4 Barriers To Mobile Learning Adoption

4 Barriers To Mobile Learning Adoption
Summary: Mobile devices are ubiquitous, which makes mobile learning (mLearning) the hottest trend in corporate eLearning efforts. If this is the case, why have most companies done little more than run pilot programs around mLearning? Here are 4 barriers to mobile learning adoption and how organizations can overcome them.

Running The mLearning Obstacle Course: Barriers To Mobile Learning Adoption

The promise of mobile learning is held hostage by an array of hurdles, which can make eLearning professionals feel like they’re running the latest American Ninja Warrior obstacle course in their attempts to leverage mLearning into corporate success. Here are the 4 main barriers to mobile learning adoption that seem to get in the way the most:

1. Budgetary Constraints

There are still many c-suite leaders who haven’t fully embraced eLearning as anything other than a perceived drain on scarce resources. Needless to say, trying to shoehorn mobile learning into the mix feels financially irresponsible to these skeptics. Part of the fault here lies squarely with learning departments, which need to do a better job of making the business case for both eLearning and mLearning, and back it up with real return on investment data that not only makes the case but makes it a slam-dunk.

2. Missing Out On Millennials

Millennials now make up the largest percentage of the workforce, and they actually want training more than any other company perk, including bonuses, flex hours, or company cars according to KPCB’s 2015 Internet Trends Report. They are super-connected all the time through their mobile devices, which means there’s a unique opportunity to give them what they want and how they want it. Leadership that doesn’t understand the unique needs of Millennials might not understand the urgency of this opportunity in matching up mLearning to Millennials in the corporate landscape. A significant aspect of this is gamifying mobile learning – something else company leadership may not understand is highly relevant to and effective with Millennials.

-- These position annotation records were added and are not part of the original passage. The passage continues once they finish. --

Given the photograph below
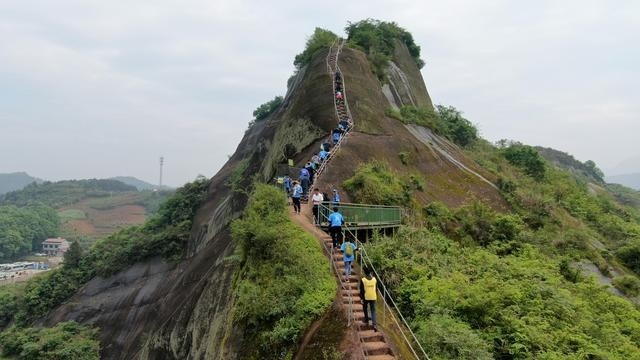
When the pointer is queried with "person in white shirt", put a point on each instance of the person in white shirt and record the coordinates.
(316, 200)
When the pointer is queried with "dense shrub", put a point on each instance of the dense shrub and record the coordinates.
(630, 256)
(284, 284)
(460, 130)
(526, 158)
(517, 306)
(629, 285)
(449, 338)
(320, 39)
(65, 341)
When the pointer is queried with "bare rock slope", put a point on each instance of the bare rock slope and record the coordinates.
(156, 310)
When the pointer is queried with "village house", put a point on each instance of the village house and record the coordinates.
(55, 246)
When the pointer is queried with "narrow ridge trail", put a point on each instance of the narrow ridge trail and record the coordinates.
(374, 344)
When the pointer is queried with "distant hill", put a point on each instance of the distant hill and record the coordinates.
(15, 181)
(587, 170)
(60, 193)
(89, 209)
(630, 180)
(139, 184)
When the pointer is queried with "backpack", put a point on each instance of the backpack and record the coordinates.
(348, 250)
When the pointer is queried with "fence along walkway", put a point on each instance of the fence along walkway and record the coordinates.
(363, 216)
(373, 344)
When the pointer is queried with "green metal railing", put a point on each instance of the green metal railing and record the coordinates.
(361, 216)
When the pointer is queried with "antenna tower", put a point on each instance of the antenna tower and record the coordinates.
(161, 165)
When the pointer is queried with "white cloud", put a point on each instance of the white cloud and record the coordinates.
(105, 87)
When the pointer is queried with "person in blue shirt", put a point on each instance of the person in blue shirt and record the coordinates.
(335, 227)
(336, 197)
(287, 185)
(304, 179)
(295, 197)
(348, 250)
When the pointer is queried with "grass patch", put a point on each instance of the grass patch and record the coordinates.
(284, 284)
(65, 341)
(71, 214)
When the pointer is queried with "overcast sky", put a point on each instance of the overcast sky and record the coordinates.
(104, 88)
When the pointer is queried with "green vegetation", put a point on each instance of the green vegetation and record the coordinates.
(445, 120)
(629, 285)
(480, 284)
(625, 195)
(23, 229)
(376, 183)
(526, 158)
(61, 193)
(15, 181)
(405, 157)
(266, 109)
(587, 171)
(10, 295)
(320, 39)
(65, 341)
(284, 283)
(378, 40)
(472, 302)
(72, 214)
(165, 234)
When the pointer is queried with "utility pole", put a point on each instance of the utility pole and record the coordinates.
(161, 165)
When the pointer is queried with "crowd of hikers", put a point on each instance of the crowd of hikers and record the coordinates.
(299, 191)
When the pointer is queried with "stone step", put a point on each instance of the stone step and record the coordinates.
(377, 348)
(353, 292)
(370, 335)
(355, 299)
(381, 357)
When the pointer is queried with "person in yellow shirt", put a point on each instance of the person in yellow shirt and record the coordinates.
(368, 294)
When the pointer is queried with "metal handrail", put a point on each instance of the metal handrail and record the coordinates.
(386, 294)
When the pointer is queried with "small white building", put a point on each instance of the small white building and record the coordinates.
(55, 246)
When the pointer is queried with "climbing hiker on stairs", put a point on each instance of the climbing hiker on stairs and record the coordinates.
(369, 296)
(335, 227)
(349, 251)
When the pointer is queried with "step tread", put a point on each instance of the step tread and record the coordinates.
(381, 357)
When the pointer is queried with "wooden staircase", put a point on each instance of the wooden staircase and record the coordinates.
(374, 344)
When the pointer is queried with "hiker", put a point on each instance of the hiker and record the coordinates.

3. Failure To Recognize Increasing Mobility 

Globe-trotting work assignments are on the rise, expected to increase by as much as 50% by 2020, which follows on the heels of a 25% increase over the past ten years. Effectively handling an assignment abroad requires a good deal of fast training to get someone up-to-speed on the context they are about to be dropped into, and there’s often not the luxury of doing it much in advance, making mLearning the natural solution.

When you layer on top of this trend the continuing rise of remote and flex-time working, which has more and more work being done outside the company’s real estate, it all adds up to a hugely mobile workforce. Being behind the curve on mobile learning will increasingly become a significant liability. It is a good thing that most modern Learning Management Systems are evolving to accommodate a generation of mobile workforce always on the go and seeking bite-size content designed for easy consumption.

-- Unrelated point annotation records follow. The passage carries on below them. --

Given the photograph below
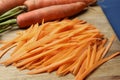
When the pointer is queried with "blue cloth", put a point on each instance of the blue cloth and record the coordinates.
(111, 8)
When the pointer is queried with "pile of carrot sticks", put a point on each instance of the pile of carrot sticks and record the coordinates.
(66, 46)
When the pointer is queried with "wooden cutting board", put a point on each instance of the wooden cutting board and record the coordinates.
(108, 71)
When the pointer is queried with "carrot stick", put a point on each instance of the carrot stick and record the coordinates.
(96, 65)
(88, 57)
(80, 62)
(5, 50)
(82, 69)
(99, 54)
(108, 46)
(20, 44)
(93, 55)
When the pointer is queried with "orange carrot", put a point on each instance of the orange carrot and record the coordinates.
(35, 4)
(5, 5)
(28, 18)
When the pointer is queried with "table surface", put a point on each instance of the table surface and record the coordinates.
(108, 71)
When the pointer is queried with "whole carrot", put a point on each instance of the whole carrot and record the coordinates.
(35, 4)
(48, 14)
(6, 5)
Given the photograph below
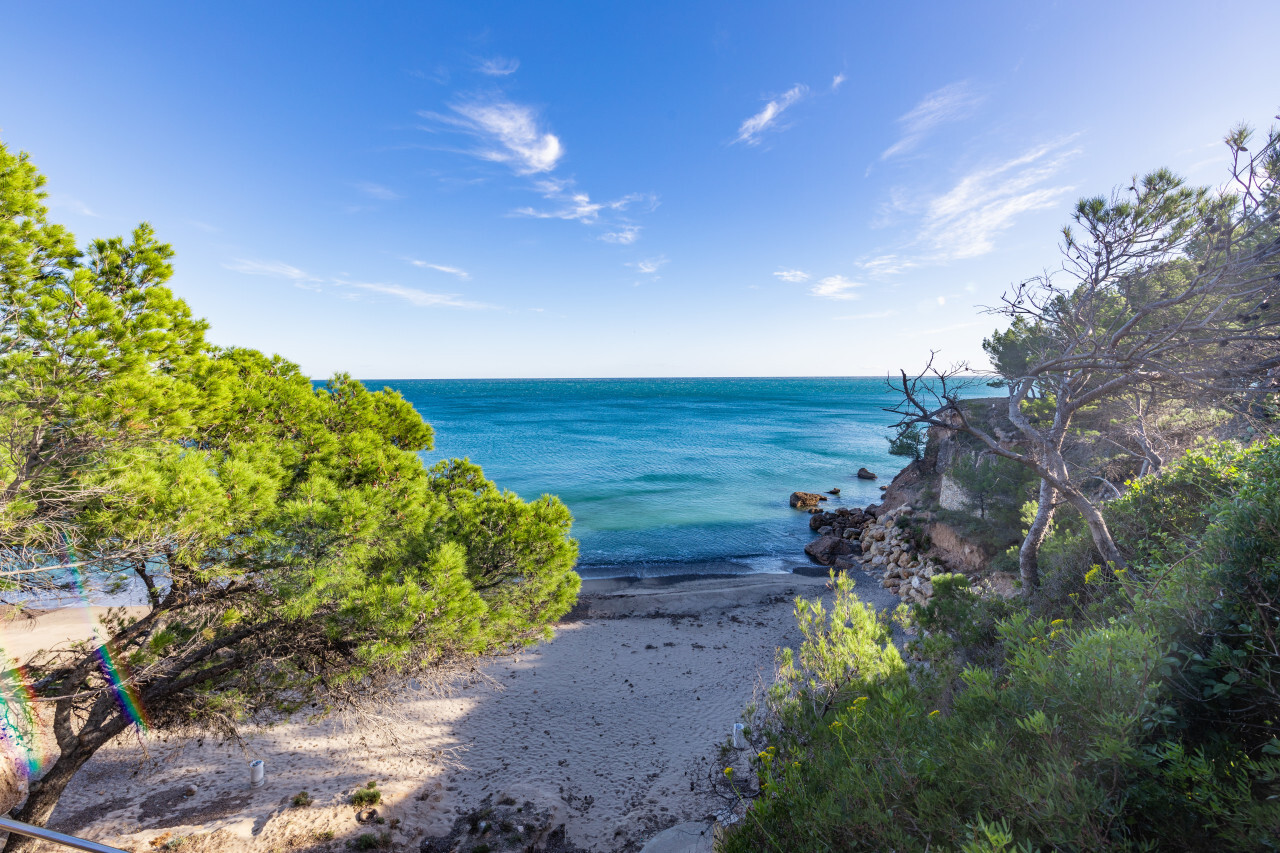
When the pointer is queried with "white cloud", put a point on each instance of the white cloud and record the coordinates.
(965, 220)
(649, 265)
(753, 127)
(417, 297)
(947, 104)
(498, 67)
(883, 265)
(836, 287)
(511, 131)
(272, 269)
(624, 236)
(873, 315)
(452, 270)
(378, 191)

4. Robust And Secure mLearning Apps

While the apps improve rapidly from year to year, there are still nagging areas that need attention. The very nature of mobility represents significant security vulnerabilities and conundrums that have yet to be adequately addressed. The biggest being the tension between getting content into the hands of employees with as few hindrances as possible (i.e. opening up the network to personal devices), versus maintaining control over company resources. There are also still many challenges faced when attempting to integrate mLearning with legacy Learning Management Systems. And most companies trying to dive deep into mobile learning have yet to figure out how to establish the kind of metrics that are necessary to both facilitate and assess mLearning both for the learners and the company.

Final Thoughts

Mobile learning is like a bright shiny object that has grabbed the increasingly mobile attention of the brave new digital world of the 21st century, but when you try to grab hold of it, it seems to be ever so slightly out of reach. Experimenting with mLearning is one thing, but fully leveraging it into business success is turning out to be another thing entirely, thanks to the internal and external barriers encountered as companies attempt to run the mobile learning obstacle course.

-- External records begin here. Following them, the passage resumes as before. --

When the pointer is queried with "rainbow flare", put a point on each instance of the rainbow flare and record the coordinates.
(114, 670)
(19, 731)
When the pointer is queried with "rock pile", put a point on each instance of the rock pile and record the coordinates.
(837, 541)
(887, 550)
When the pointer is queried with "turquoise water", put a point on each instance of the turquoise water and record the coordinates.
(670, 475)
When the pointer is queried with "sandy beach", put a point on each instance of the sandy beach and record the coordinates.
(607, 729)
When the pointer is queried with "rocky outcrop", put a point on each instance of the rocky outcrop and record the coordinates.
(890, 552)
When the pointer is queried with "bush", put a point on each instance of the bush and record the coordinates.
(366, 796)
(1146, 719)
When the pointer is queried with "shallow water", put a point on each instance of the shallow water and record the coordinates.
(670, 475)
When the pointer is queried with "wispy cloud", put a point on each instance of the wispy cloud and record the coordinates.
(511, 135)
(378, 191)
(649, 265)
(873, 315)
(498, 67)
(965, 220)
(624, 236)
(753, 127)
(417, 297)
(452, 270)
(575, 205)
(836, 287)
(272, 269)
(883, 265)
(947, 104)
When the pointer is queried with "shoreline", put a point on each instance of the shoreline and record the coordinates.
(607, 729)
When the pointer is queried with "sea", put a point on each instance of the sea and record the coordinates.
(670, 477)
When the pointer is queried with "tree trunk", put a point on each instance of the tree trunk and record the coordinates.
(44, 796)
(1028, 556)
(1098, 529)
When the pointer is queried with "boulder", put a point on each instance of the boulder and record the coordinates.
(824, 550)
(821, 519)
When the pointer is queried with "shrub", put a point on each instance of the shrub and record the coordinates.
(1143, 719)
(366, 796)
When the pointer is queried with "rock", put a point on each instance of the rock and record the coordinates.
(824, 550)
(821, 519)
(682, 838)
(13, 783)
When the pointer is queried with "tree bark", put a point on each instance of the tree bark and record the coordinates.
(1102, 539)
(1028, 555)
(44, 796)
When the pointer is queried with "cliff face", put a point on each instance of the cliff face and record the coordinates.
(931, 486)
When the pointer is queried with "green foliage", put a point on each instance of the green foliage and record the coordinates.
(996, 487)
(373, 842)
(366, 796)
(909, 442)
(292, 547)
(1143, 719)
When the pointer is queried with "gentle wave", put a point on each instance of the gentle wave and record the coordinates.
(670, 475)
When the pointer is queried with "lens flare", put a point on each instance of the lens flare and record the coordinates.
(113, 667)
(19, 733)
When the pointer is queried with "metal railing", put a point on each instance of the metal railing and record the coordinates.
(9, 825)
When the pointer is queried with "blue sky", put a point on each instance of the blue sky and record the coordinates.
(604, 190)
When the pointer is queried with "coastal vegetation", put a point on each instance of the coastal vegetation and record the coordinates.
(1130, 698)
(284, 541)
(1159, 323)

These barriers to mobile learning adoption go a long way towards explaining why the adoption of mLearning seems so lackluster in the corporate learning and training landscape. None of the barriers are deal-breakers per se, but several of them are just serious enough that when combined with skeptical leadership can keep the mobile learning undertaking trapped in the experimental phase. It will take both time and effort to overcome the barriers, but it will also be well worth the effort.